1月23日、インド企業が今月、オフショア人民元建て債券(点心債)を発行。数年間停滞していた人民元国際化の動きが復活しつつある兆しの1つと言えそうだ。写真は2017年5月撮影(2018年 ロイター/Thomas White)

[香港 23日 ロイター] - インドのインフラ関連企業が今月、9億元(1億4000万ドル)のオフショア人民元建て債券(点心債)を発行した。高利回りの点心債が売り出されたのは1年余りぶりで、数年間停滞していた人民元国際化の動きが復活しつつある兆しの1つと言えそうだ。
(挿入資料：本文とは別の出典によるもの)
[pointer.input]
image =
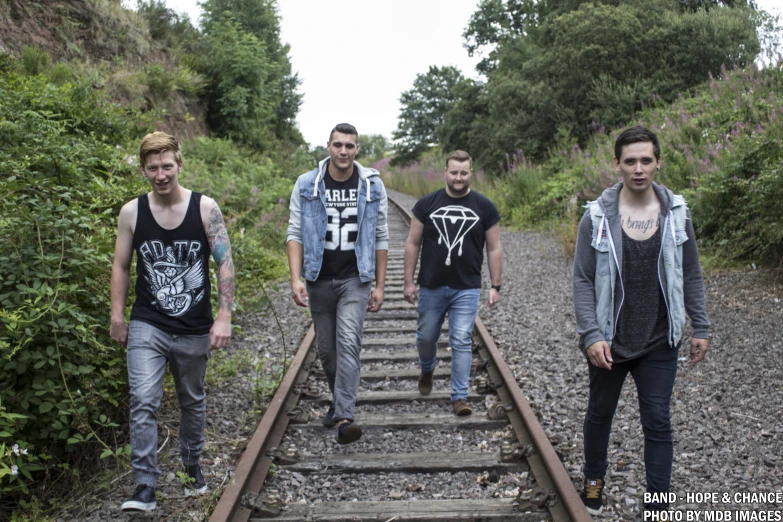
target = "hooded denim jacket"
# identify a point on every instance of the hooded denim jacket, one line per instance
(307, 221)
(598, 287)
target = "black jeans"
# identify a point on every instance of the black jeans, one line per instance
(654, 375)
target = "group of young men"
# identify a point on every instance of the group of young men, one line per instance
(636, 273)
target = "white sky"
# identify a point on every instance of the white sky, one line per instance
(356, 57)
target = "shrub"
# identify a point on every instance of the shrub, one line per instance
(35, 61)
(160, 81)
(60, 375)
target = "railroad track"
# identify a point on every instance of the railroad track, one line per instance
(494, 465)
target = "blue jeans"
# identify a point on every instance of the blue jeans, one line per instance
(654, 375)
(338, 307)
(462, 306)
(149, 349)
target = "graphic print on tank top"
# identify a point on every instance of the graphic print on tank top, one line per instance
(453, 223)
(174, 274)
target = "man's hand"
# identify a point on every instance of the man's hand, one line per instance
(410, 293)
(699, 349)
(119, 332)
(600, 355)
(299, 291)
(494, 297)
(220, 333)
(376, 300)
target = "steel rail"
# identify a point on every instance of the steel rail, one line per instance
(230, 499)
(254, 463)
(559, 476)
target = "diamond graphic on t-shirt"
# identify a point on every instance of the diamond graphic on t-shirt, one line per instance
(453, 223)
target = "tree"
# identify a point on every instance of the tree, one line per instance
(424, 107)
(260, 19)
(372, 147)
(600, 62)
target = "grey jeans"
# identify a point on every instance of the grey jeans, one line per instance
(338, 307)
(149, 349)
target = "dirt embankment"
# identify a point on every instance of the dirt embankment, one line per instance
(94, 33)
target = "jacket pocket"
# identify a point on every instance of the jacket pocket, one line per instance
(602, 256)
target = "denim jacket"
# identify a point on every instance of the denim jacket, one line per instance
(598, 286)
(307, 220)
 さらに香港における人民元預金が1年ぶりの高水準に達し、ドイツ連銀が人民元を外貨準備に組み入れることを決めるなどの追い風も吹いている。

 これらの現象は、人民元高が続いている中で表面化してきた。元の対ドル相場は今月に入って過去2年余りでの最高値を付けた。

 中信銀行(国際)の中国チーフエコノミスト、リャオ・クン氏は「高利回り点心債の発行は、2年にわたって退潮傾向にあったオフショア人民元市場が回復し始めたことの表れだ。元国際化のプロセスを妨げていた、根強い元先安観などの要素は一掃され、今やこのプロセスが勢いを取り戻すのを目にする局面だ」と話した。

 ただ中国政府の政策議論に関与する人の話では、当局には、性急に元国際化を進める考えはまったくない。関係者の1人は「われわれは流れに従って動き、決して強引には先に進まない。長い道のりになるだろう」と語った。